Dr. Kaplan urged the assembly to give its cooperation to any communal effort which holds out the promise of putting an end to Kosher food racketeering. He recommended that the assembly “declare itself as opposing the monopolistic tendency of any group to control the regulating of Kashruth and that it demand that such regulation be part of a general effort to organize Jewish communal life.”

Dr. Kaplan deplored the “canker of speculation and private greed” spreading in Palestine which, he declared, “must be saved from the dangerous aftermath of real estate booms” and recommended that the assembly transmit to the next World Zionist Congress a proposal to devise ways and means of controlling the economic development of Palestine in conformity with the purposes of social idealism which animated the movement in its prime.

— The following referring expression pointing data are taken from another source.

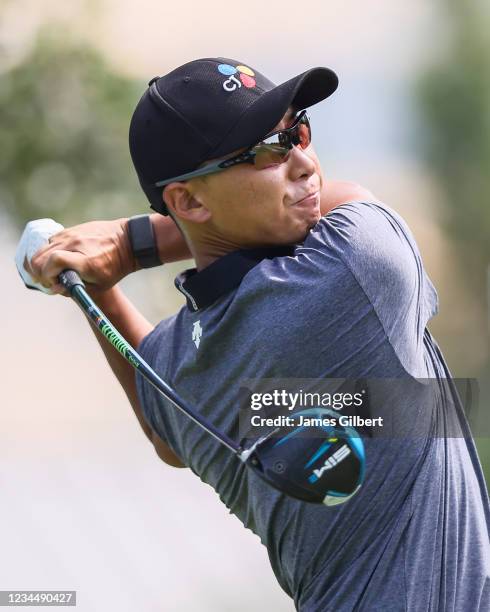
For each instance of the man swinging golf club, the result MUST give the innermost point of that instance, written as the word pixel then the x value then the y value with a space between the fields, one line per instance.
pixel 296 277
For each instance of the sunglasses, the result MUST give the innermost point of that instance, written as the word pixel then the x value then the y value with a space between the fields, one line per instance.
pixel 274 149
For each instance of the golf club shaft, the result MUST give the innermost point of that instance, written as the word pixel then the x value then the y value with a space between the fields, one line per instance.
pixel 73 283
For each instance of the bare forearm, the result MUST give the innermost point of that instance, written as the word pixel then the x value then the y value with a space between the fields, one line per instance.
pixel 170 241
pixel 133 326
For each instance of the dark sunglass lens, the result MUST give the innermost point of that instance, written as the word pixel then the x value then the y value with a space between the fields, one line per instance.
pixel 304 135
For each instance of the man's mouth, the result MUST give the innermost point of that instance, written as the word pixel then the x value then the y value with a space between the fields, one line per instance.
pixel 308 200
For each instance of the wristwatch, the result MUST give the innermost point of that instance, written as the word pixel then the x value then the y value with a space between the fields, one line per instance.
pixel 143 242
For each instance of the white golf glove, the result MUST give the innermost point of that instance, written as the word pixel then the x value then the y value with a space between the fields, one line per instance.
pixel 35 235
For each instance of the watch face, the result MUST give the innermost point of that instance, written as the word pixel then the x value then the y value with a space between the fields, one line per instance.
pixel 143 243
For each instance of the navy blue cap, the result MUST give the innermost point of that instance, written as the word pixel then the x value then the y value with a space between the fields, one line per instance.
pixel 207 109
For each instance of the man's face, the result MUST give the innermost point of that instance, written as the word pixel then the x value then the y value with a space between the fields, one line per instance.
pixel 250 207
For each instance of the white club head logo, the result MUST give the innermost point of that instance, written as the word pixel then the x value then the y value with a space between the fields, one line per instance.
pixel 197 333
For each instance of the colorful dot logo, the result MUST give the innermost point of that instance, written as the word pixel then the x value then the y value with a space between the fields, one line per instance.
pixel 244 73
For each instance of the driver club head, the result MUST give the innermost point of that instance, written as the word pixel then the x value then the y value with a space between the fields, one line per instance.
pixel 315 463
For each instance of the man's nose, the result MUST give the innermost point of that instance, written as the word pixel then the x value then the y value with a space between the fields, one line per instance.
pixel 300 163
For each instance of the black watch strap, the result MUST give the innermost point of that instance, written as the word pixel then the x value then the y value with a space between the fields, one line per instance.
pixel 143 241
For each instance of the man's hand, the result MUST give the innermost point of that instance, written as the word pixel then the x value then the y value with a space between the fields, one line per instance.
pixel 99 251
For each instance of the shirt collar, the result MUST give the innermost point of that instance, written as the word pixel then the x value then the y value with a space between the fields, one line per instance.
pixel 203 288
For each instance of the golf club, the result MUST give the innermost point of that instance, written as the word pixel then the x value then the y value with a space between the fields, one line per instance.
pixel 326 466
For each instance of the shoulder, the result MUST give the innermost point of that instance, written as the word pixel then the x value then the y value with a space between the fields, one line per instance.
pixel 335 193
pixel 363 227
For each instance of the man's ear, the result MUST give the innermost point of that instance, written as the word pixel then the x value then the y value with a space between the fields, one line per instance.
pixel 184 204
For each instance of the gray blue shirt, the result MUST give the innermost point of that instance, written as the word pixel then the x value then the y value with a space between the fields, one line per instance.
pixel 352 301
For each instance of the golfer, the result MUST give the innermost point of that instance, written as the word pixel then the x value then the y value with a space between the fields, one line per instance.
pixel 297 277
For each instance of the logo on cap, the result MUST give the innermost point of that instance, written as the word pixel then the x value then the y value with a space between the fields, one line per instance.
pixel 238 76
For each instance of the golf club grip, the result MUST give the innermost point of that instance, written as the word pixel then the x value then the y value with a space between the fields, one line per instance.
pixel 70 279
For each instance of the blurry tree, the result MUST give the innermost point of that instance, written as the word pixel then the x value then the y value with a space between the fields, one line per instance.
pixel 64 118
pixel 454 100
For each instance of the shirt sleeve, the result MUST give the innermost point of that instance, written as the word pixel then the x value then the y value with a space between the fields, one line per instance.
pixel 378 248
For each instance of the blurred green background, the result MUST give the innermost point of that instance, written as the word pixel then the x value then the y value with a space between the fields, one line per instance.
pixel 412 123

“Zionism should be made a part of Jewish striving,” said Dr. Kaplan. “Especially the Zionist Organization in this country is in need of being reconstituted so that it should henceforth consist in the main of representatives of all religious, cultural and educational institutions whose membership look to the restoration of Palestine as the symbol of Jewish reawakening throughout the world.”

Louis J. Moss, president of the United Synagogue of America, urged the Rabbis to bring religion home to the people in a practical way.

Asserting that “the failure of the rabbi to recognize this responsibility is at the root of many of our difficulties,” Mr. Moss requested the Rabbis to participate wholeheartedly in everyday questions affecting the welfare of humanity.

Mr. Moss said that the increased interest in religion that was predicted as a result of the depression, had not materialized. “Interest in religion,” he said, “is no greater than before. Attendance at our services has not increased. We are face to face with a real problem.”

Mr. Moss blamed the unsettlement in Jewish religious life, in part, which he said was caused by the failure to authoritatively reconcile Jewish ritual, practices and observances with present-day knowledge and experience, for the attitude of the Jewish people.

Assuring the Assembly of the cooperation of the United Synagogue, Mr. Moss said: “Your organization and the one over which I preside have a common interest and are actuated by a common aim.”

Rabbi Eugene Kohn, chairman of the Convention Committee, read a letter from Dr. Cyrus Adler, who greeted the Assembly and said: “You know that the Jewish communities in Eastern and Central Europe are harassed as they have not been before in many years, and that there has arisen in Germany an unparalleled situation, unparalleled in my opinion even in the time of the expulsion of the Jews from Spain.

“Now it is of course the simplest thing for Jews in America to do what is called ‘expressing themselves.’ At the present time at least, great as are our difficulties, our concern should not be for ourselves, but for those of our brethren who are in these civilized lands of darkness.”